Benny Betty Bitchy pose le contexte, ici, on n’apprend pas, éventuellement on désapprend, rien à voir avec déconstruire. En respectant l’artiste et la personne, en ne mégenrant pas, en envoyant de l’énergie.
Dans Naissances, Benny Betty Bitchy, le personnage, raconte les naissances successives de la personne. Comment iel est né.e, s’est retrouvé.e dans les égouts de la ville, sur le septième continent, s’est révélé.e.
Venu découvrir Naissances, je me suis retrouvé totalement embarqué par ce spectacle foutraque. Par la façon dont le personnage se raconte, sans filtre et avec pudeur. Par son imagination. Ses considérations sur le monde et les vortex de plastique. Ses explications sur les hormones, œstrogène et testostérone, comment (se) les administrer, pourquoi. Son rapport à la judéité, les six/huit genres listés dans le talmud. Par ses chansons, au son d’une guitare saturée qui n’assourdit pas.
Une guitare électrique saturée sans assourdir, une excellente façon de décrire le rendu de Naissances. Un parti pris artistique fort, une histoire claire, porté sans agressivité ni provocation. Avec sensibilité et pudeur. Le spectateur l’entend, l’écoute.

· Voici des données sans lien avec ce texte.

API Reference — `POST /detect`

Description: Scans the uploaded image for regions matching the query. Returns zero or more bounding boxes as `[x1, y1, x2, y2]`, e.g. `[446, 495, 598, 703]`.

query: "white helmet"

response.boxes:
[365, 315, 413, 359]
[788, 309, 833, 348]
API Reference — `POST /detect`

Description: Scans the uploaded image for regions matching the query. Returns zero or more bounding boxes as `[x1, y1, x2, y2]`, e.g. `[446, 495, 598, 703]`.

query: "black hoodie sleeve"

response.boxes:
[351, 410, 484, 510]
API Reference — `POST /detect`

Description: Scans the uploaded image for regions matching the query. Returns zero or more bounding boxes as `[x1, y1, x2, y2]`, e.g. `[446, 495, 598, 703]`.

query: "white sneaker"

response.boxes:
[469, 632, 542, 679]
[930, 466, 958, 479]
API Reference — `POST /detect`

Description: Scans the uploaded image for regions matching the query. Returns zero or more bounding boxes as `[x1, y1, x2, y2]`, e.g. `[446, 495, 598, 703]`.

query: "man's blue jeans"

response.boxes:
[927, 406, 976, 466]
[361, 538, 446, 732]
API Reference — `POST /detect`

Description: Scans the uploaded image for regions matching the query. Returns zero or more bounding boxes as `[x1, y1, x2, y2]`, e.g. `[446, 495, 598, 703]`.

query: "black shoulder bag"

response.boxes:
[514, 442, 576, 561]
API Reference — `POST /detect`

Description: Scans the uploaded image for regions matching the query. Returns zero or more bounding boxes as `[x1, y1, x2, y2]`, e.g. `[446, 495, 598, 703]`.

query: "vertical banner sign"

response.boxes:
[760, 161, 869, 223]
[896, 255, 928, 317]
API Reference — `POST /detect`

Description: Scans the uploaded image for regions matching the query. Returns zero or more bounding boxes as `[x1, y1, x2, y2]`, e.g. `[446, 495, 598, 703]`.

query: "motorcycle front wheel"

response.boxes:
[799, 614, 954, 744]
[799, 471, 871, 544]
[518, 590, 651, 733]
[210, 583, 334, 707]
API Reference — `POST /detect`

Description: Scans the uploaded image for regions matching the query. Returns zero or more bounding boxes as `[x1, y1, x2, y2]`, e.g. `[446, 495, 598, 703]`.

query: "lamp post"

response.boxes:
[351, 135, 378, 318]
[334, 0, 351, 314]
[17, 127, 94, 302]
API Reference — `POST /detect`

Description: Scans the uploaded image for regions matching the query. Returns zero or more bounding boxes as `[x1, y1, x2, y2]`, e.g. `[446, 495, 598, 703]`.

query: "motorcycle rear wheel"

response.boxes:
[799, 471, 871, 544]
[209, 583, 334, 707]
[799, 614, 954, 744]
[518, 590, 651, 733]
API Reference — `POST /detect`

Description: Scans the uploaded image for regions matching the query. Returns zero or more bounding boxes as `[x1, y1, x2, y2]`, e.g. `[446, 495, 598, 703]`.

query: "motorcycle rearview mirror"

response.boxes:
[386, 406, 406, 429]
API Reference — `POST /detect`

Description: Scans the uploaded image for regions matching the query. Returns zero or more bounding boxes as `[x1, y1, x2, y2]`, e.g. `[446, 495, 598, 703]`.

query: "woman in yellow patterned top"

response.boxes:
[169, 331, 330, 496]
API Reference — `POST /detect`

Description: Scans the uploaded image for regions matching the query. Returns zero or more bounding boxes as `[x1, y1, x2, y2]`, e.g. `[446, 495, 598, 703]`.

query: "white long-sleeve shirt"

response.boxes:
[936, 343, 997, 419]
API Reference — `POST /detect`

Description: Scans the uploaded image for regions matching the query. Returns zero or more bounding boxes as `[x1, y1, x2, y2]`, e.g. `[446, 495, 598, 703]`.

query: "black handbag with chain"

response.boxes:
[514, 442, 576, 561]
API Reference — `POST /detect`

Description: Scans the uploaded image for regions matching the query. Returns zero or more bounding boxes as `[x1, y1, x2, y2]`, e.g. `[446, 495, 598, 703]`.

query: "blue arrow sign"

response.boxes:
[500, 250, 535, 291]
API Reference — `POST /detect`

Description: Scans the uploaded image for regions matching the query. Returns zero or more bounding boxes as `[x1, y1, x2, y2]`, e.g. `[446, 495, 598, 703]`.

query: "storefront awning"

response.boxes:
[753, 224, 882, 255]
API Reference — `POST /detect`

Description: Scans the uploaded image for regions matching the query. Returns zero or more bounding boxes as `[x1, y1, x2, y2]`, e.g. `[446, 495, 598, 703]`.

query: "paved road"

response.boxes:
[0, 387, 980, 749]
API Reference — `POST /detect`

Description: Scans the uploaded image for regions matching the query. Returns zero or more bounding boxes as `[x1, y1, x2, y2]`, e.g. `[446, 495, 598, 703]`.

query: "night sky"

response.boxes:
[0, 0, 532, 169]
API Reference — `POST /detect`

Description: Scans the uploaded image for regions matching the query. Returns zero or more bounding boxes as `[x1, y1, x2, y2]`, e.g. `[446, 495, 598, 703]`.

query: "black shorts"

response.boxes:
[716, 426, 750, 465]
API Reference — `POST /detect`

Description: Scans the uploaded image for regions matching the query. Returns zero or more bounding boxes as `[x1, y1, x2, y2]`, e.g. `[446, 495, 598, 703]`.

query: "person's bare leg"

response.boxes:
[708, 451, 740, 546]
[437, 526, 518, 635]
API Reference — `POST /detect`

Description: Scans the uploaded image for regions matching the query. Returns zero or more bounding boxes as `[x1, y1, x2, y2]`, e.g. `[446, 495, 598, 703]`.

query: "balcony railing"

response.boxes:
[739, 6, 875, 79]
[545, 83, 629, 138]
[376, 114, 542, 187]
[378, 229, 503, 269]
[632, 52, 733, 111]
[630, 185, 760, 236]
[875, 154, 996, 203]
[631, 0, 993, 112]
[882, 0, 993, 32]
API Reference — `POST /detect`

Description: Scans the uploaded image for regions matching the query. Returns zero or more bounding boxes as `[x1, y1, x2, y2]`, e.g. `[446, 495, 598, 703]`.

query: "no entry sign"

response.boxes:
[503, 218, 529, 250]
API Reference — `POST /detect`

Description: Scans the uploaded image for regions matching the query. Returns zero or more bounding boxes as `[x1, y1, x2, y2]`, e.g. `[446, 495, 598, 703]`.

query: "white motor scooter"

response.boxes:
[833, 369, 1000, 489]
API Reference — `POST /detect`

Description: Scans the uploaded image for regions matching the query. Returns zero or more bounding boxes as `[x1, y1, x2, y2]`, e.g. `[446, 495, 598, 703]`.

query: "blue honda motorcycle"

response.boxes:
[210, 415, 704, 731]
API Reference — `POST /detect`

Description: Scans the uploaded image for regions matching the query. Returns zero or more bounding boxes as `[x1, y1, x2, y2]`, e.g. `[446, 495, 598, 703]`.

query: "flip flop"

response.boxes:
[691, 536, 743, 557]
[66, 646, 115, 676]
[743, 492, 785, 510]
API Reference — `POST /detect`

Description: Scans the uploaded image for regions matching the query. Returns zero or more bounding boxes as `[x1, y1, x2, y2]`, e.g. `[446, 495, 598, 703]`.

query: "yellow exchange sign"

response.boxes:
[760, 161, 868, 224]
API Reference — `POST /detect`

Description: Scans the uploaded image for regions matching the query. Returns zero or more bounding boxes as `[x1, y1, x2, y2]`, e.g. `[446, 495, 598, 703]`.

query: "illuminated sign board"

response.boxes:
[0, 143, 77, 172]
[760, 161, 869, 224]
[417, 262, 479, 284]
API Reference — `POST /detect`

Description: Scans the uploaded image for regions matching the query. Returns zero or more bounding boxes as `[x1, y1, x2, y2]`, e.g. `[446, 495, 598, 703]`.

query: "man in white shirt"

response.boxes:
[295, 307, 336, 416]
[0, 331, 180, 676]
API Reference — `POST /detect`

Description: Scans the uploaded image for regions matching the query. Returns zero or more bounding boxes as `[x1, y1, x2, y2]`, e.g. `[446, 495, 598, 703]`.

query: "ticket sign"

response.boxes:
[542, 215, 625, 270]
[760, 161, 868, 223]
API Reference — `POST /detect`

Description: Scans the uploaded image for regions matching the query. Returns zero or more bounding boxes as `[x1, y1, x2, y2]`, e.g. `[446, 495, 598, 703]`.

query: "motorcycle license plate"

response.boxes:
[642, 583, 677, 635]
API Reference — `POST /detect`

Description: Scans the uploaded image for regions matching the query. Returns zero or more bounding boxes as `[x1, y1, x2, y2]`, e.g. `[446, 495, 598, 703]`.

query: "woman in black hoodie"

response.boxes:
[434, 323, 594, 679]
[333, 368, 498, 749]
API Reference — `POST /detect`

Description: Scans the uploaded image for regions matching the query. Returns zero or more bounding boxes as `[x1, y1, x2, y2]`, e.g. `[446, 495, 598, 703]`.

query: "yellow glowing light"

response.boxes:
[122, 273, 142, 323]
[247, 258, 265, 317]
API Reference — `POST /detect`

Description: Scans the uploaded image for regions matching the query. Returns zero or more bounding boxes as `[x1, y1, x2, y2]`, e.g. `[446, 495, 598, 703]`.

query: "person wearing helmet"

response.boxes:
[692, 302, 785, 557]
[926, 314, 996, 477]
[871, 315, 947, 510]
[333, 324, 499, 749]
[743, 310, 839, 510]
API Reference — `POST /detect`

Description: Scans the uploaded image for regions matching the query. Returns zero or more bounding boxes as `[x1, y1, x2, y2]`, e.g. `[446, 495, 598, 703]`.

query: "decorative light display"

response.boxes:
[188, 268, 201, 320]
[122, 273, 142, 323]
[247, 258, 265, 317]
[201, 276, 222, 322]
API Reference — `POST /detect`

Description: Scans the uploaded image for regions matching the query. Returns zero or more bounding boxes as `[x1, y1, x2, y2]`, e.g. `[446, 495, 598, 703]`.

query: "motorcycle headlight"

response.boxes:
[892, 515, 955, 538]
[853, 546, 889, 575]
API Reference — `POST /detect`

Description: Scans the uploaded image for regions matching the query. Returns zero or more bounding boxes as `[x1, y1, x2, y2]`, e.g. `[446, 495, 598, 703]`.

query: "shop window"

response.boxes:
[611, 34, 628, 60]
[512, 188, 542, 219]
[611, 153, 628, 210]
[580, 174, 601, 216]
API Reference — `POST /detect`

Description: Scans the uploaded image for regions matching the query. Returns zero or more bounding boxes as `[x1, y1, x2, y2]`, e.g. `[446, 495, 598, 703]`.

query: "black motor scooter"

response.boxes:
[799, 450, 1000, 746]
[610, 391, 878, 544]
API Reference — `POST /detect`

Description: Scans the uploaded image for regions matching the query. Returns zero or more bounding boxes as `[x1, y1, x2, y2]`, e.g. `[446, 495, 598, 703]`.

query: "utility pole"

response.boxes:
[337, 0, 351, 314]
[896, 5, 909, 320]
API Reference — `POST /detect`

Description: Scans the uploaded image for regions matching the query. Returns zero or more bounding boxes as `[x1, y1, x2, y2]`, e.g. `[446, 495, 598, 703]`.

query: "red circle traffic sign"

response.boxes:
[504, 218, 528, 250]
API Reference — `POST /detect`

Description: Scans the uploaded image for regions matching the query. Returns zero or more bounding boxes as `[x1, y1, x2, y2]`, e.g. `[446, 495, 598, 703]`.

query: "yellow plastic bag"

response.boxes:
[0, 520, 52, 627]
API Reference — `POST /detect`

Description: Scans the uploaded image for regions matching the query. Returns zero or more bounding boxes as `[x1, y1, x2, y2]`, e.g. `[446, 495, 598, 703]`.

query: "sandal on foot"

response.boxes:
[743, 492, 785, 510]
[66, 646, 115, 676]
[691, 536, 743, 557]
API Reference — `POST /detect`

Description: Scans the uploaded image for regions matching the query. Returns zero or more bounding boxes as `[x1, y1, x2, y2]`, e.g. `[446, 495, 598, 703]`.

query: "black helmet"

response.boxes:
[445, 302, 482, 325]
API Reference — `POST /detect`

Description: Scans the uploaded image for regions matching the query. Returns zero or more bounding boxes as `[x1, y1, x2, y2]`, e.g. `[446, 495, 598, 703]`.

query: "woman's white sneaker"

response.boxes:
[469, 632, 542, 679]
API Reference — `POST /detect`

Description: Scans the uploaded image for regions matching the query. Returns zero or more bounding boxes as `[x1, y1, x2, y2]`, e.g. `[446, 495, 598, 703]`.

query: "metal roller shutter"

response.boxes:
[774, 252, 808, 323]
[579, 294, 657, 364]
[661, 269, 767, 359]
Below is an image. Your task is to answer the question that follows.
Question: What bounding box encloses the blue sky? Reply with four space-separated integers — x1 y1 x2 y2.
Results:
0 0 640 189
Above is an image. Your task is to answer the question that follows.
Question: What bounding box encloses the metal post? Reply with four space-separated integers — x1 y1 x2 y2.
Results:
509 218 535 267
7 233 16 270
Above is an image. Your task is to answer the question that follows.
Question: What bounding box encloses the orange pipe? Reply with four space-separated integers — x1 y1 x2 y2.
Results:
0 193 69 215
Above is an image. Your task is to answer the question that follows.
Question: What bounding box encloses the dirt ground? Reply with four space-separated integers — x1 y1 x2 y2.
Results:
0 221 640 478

Je n’ai pas reçu Naissances comme un spectacle Drag, ni comme l’apitoiement de l’artiste sur son propre sort. J’ai reçu Naissances comme le seul en scène d’un.e clown punk. Benny Betty Bitchy, le personnage de Willia Bourgine, est un.e clown fin.e, sensible. Drag sans excès. Guitariste et chanteurse punk. Nourri.e de son expérience de femme trans sans être centré dessus, iel raconte une histoire qui a un fond, du sens, une direction . Sensible, touchant.e, avec ses maladresses, son texte étalé en bord de scène, son ampli pas raccordé. Volontaire ou pas, le rendu brut de décoffrage de Naissances renforçait la sincérité et la générosité du message. Il y avait une magie dans cette guitare électrique au son saturé qui n’assourdissait pas, dans les paroles de ces chansons qui passaient presque sans avoir besoin du micro.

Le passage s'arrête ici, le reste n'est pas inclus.